Le aree destinate a parcheggio poste all’interno del cortile condominiale sono definite dall’art. 1117, comma 1, n. 2, del Codice civile come “parti comuni dell’edificio”, con la conseguenza che ciascun condòmino deve contribuire alle spese per la conservazione e la manutenzione delle parti comuni in misura proporzionale al valore dell’unità immobiliare che gli appartiene, a maggior ragione quando solo parte del cortile condominiale è destinato a parcheggio privato dei singoli condòmini. Se, da un lato, è vero che la funzione principale del cortile condominiale è quella di dare luce e area all’edificio (dunque, un beneficio per tutti i condòmini), dall’altro lato è anche vero che, quando il cortile condominiale è destinato a parcheggio privato – garage o posti auto di proprietà esclusiva –, il maggior beneficio (ma anche la maggior quota di spesa) è riservato ai condòmini che vantano un diritto di proprietà esclusiva sulla parte comune. Come spesso accade nei condomini, si tratta di contemperare le opposte esigenze e di operare un bilanciamento tra i diritti del singolo e i diritti della comunione. In via generale, si può affermare che il diritto del singolo condòmino di parcheggiare nel cortile condominiale non può mai comprimere il diritto degli altri condòmini di accedere con i veicoli nei garage di proprietà privata o di sostare nei posti auto esclusivi ovvero di compiere agilmente le manovre di spostamento delle auto. In altre parole, pur in presenza di diritti esclusivi su parti comuni, non è possibile parcheggiare nel cortile condominiale in modo tale da ostacolare e costituire intralcio agli altri condòmini.
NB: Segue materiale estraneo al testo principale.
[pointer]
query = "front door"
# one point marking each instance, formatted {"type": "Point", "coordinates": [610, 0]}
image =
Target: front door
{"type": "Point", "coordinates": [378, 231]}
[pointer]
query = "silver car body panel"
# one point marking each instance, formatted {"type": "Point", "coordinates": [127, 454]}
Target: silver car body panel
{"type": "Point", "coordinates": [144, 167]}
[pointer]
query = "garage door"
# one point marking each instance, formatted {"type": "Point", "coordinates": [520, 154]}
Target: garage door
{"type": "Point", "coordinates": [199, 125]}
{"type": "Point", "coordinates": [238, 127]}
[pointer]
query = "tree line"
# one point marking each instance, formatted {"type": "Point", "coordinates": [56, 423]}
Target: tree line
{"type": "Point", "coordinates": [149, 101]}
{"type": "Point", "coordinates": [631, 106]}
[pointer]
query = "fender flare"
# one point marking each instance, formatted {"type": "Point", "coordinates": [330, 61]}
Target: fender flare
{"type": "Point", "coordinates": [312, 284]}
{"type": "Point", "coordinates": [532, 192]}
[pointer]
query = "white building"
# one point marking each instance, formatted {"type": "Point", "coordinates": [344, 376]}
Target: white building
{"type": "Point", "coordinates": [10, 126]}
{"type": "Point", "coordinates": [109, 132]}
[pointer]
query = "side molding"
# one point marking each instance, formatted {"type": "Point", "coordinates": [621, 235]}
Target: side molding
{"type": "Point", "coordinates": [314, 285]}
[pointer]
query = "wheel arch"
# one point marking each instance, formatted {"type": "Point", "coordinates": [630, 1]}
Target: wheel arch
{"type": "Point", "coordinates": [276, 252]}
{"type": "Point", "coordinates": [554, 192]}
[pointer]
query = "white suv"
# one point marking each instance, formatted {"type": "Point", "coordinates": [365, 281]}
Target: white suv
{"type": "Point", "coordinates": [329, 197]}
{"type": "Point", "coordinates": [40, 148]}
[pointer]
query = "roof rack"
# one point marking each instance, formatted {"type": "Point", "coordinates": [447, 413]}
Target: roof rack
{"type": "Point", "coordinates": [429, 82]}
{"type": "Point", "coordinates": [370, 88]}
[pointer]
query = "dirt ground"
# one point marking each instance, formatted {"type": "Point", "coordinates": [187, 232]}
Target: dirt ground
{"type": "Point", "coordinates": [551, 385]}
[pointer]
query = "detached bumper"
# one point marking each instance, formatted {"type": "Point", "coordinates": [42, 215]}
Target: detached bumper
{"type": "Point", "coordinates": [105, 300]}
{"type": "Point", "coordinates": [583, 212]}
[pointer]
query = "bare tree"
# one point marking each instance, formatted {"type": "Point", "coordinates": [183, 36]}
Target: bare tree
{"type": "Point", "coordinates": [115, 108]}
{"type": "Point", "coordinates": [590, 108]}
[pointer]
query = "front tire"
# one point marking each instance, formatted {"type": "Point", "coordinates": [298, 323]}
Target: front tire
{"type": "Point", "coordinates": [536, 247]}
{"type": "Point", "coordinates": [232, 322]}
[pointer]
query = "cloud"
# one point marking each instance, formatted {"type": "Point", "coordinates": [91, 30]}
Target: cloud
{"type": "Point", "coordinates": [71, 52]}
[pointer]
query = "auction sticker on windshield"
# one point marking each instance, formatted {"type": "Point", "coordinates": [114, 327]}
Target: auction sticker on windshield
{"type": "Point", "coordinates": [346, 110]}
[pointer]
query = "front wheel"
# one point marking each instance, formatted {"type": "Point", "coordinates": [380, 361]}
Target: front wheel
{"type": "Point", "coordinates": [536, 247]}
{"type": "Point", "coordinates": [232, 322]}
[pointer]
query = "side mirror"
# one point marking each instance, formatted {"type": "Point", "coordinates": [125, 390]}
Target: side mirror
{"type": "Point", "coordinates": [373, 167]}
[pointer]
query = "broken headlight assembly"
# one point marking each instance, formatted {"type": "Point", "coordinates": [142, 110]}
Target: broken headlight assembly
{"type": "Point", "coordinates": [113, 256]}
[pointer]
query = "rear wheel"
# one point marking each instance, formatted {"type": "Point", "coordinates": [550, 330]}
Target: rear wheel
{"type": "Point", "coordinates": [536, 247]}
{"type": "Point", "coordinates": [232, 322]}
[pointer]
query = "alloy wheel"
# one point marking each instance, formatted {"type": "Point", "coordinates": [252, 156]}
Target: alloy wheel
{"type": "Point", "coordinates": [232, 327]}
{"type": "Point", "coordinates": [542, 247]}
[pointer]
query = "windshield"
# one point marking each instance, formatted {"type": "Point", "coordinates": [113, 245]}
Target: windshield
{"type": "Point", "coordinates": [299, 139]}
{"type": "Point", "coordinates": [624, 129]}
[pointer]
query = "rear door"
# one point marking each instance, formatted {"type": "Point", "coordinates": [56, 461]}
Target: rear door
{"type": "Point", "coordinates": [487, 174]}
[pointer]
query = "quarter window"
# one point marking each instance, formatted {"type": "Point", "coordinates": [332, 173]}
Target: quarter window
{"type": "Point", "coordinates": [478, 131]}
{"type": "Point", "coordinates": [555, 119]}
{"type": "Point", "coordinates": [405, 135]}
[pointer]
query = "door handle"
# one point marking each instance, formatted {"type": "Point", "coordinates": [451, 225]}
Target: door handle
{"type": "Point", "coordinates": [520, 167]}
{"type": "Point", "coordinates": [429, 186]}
Parcheggiare nel cortile condominiale, soprattutto nella parte non destinata a proprietà esclusiva (garage privato o posto auto privato) potrebbe perfino costituire reato quando la sosta impedisce volontariamente e ripetutamente a un altro condòmino di accedere alla sua proprietà privata o alla porzione comune del cortile condominiale: più precisamente, si potrebbe estremizzare fino a configurare il reato di violenza privata. Tanto ha stabilito di recente la Corte di Cassazione con la sentenza n. 37091/2022 che ha ritenuto sussistere il reato in questione quando la sosta illegittima è fatta con lo scopo preciso di ostacolare qualcun altro, limitandone la libertà di determinazione e di azione: è il caso di chi parcheggia davanti al garage altrui o nel perimetro del posto auto altrui ovvero di chi impedisce volontariamente all’altro condòmino la facoltà di manovra volta a parcheggiare, entrare od uscire dal proprio garage o posto auto. Per integrare l’ipotesi di reato, però, è necessario che il fine preciso del condòmino sia quello di ostacolare l’altro: occorre quello che è chiamato il dolo della condotta. Non c’è reato, invece, se l’intralcio e l’ostacolo non ha alcuno scopo preciso, ma è solo la conseguenza del parcheggio incivile, della maleducazione, dell’egoismo privato.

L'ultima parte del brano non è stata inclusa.